Hi 7Sagers. Relatively new to this community, but I've been thankful for your help these past few months. :) Now that we're a couple weeks away from the June LSAT, do you have any tips for what to do? I've seen a lot of general "rest, relax, review but nothing too serious" advice but I was hoping for more of a specific day-to-day breakdown based on your past experience.

Thanks for your help! Happy studying, and best of luck to all of you. You'll kill it!

Comments

  • Cant Get RightCant Get Right Yearly + Live Member Sage 🍌 7Sage Tutor
    27900 karma
    I think one thing you can do is start syncing your mind and body to test day. Start getting up at whatever time you will get up day of test. Go to bed whenever you'll go to bed the night before the test. Have the same breakfast and whatever else you can think of to replicate test day conditions. A lot of people like to do some drills before going in to the test as a warm up, so maybe put together some excercises and run some drills every morning. Basically just treat every day between now and then as though it were test day.
  • cmelman95cmelman95 Alum Member
    730 karma
    What he said.

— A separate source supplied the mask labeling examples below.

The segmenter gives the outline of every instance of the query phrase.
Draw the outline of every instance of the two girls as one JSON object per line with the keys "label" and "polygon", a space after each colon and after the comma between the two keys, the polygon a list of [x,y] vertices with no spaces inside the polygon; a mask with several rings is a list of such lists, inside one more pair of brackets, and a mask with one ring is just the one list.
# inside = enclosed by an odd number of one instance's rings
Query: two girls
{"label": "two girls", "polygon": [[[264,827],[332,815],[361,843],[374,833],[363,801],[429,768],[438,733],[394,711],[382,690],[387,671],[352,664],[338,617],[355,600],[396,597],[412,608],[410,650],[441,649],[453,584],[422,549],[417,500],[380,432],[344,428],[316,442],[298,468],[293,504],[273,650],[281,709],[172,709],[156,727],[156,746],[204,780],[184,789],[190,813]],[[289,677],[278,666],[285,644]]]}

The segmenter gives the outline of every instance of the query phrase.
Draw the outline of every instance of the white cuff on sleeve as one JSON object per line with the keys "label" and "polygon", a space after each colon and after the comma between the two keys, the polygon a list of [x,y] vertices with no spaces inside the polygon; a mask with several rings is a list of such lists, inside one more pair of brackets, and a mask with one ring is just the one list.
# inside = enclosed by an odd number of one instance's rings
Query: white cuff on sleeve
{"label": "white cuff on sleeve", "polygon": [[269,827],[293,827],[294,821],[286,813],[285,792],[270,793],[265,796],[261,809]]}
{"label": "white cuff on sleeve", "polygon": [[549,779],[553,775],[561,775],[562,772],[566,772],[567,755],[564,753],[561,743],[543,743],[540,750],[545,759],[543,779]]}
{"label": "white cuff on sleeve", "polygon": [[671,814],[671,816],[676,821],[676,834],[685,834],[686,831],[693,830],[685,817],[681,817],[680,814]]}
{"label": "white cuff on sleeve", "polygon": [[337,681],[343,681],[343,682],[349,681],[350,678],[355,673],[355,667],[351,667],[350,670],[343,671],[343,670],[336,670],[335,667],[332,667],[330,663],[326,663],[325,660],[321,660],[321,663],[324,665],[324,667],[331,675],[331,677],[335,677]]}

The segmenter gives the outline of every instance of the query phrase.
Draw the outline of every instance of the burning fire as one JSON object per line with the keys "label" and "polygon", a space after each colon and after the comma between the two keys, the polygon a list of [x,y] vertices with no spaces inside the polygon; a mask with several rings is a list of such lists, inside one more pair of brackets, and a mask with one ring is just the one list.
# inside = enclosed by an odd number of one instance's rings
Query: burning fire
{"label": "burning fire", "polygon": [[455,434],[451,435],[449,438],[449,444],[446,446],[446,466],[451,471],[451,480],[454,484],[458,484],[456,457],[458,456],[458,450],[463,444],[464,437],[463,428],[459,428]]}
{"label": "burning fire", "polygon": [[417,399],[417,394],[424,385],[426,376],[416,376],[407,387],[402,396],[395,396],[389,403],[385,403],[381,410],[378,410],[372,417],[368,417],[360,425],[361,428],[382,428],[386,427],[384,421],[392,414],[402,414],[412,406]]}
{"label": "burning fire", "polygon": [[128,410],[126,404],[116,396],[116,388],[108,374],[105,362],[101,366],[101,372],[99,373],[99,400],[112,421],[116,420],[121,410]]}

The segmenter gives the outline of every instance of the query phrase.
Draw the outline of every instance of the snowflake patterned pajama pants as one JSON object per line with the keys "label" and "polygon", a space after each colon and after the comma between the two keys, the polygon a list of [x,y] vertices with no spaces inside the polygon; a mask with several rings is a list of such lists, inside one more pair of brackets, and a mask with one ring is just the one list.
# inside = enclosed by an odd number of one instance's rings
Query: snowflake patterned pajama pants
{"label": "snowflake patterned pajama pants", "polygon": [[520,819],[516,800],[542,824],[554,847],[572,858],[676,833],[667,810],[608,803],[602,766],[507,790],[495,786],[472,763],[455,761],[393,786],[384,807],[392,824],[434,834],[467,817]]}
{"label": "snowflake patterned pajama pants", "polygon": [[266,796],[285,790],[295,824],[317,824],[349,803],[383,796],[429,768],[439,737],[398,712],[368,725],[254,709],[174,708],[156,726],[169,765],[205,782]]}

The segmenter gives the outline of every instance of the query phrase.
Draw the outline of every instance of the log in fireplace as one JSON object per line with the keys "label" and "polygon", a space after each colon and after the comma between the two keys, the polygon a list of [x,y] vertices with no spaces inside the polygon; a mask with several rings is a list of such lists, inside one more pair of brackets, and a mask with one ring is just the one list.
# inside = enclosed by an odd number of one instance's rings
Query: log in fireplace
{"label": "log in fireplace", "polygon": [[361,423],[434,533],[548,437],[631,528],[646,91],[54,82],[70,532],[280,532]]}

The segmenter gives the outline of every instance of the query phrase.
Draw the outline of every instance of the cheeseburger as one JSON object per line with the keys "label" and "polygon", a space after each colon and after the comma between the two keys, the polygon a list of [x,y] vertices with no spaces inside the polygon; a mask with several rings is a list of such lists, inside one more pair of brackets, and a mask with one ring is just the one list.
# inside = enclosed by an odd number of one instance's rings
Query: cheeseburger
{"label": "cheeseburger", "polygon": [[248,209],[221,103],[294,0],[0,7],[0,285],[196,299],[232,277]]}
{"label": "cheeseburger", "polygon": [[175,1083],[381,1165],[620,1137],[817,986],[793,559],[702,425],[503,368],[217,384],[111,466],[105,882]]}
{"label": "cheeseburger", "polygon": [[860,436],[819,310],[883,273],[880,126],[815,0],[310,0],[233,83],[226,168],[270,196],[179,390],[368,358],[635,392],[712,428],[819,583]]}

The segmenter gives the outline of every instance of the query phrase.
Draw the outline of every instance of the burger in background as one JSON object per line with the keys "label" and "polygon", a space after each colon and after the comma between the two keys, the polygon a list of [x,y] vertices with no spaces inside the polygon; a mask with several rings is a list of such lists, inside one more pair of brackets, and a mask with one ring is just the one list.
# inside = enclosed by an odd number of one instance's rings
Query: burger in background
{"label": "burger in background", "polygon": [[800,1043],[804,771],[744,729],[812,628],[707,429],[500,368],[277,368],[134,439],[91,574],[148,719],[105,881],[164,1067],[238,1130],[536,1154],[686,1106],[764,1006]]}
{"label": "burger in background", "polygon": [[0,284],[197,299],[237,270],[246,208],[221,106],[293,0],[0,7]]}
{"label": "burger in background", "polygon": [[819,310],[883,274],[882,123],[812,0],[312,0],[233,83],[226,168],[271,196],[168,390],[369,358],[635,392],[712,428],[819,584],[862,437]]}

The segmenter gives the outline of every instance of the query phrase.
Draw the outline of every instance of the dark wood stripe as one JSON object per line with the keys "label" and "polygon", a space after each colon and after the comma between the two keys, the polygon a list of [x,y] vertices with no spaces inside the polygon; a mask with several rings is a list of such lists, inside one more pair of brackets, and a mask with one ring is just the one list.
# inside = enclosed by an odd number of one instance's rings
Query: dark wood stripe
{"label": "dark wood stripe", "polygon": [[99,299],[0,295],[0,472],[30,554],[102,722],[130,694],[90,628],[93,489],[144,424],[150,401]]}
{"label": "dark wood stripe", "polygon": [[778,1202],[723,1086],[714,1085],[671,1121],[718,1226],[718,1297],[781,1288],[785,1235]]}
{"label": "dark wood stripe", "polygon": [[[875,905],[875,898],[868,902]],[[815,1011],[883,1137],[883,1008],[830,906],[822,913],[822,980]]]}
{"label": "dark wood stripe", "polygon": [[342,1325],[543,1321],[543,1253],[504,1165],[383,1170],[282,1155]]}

Last week I started eating my test day breakfast every day, and I stopped drinking coffee a couple weeks ago because I don't want to have caffeine in my system when I take the test (not prescribing anything, just using it as an example of my routine). The goal is to fool your mind into thinking that test day is just another day.
  • Action JacksonAction Jackson Free Trial Member
    3 karma
    Just curious, @cmelman95, why no caffeine?
  • cmelman95cmelman95 Alum Member
    edited May 2016 730 karma
    @roachjackson Because, while I love coffee and caffeine, I don't want to risk having a negative reaction to the drug on that particular day. When you introduce drugs to your body, you assume certain risks, and I'm confident enough that I can perform at my potential without the caffeine to forgo its nice stimulating and mood-boosting effects.

    Basically, I can't predict how it'll mix with my test day adrenaline (which is impossible for me to simulate and prepare for) and I don't know whether I'll experience an energy dip during the test as the caffeine wears off. It could be that my nerves combine with the caffeine to make me too amped.
  • AddistotleAddistotle Member
    328 karma
    I envy anyone who is capable of emulating their test-day conditions on a daily basis leading up to June 6th! Sadly, I work at 7am every day and must be up at 4, however I've used this weekend and our long weekend in Canada to emulate it twice so far, once more tomorrow! Otherwise, I I'm working 50+ hours this coming week and all next weekend (mandatory inventory) and next week will be a regular 4am-9pm day due to my work schedule... Fingers crossed this weekend helps and my skills don't wane in the meantime!
  • MrSamIamMrSamIam Inactive ⭐
    2086 karma
    What @"Cant Get Right" said. At this point, you're not going to learn anything new. And, if you do...well, you'll probably end up freaking yourself out. I would take another PT and find where your weaknesses lay. Hammer those down. Drill LG and RC to make sure you are staying on top of your game. Don't do anything crazy though.
    I have a friend who, one week before the October '15 administration, took 3 PTs. His last PT was 5 points below his average. According to him, that tiny fluke adversely affected him during test day.
  • stepharizonastepharizona Alum Member
    3197 karma
    Like what @"Cant Get Right" said, prep like test day.

    Figure out your food and snacks. Eat for your "brain" healthy, know what you'll be doing on test day.

    If you're going to drill before the test, practice doing that. If you're going to workout do that. If you can, take off of work the next few Mondays.

    Basically, you want to be "game day" ready. Nothing should be different or surprise you the day of the test. Don't suddenly change your routine.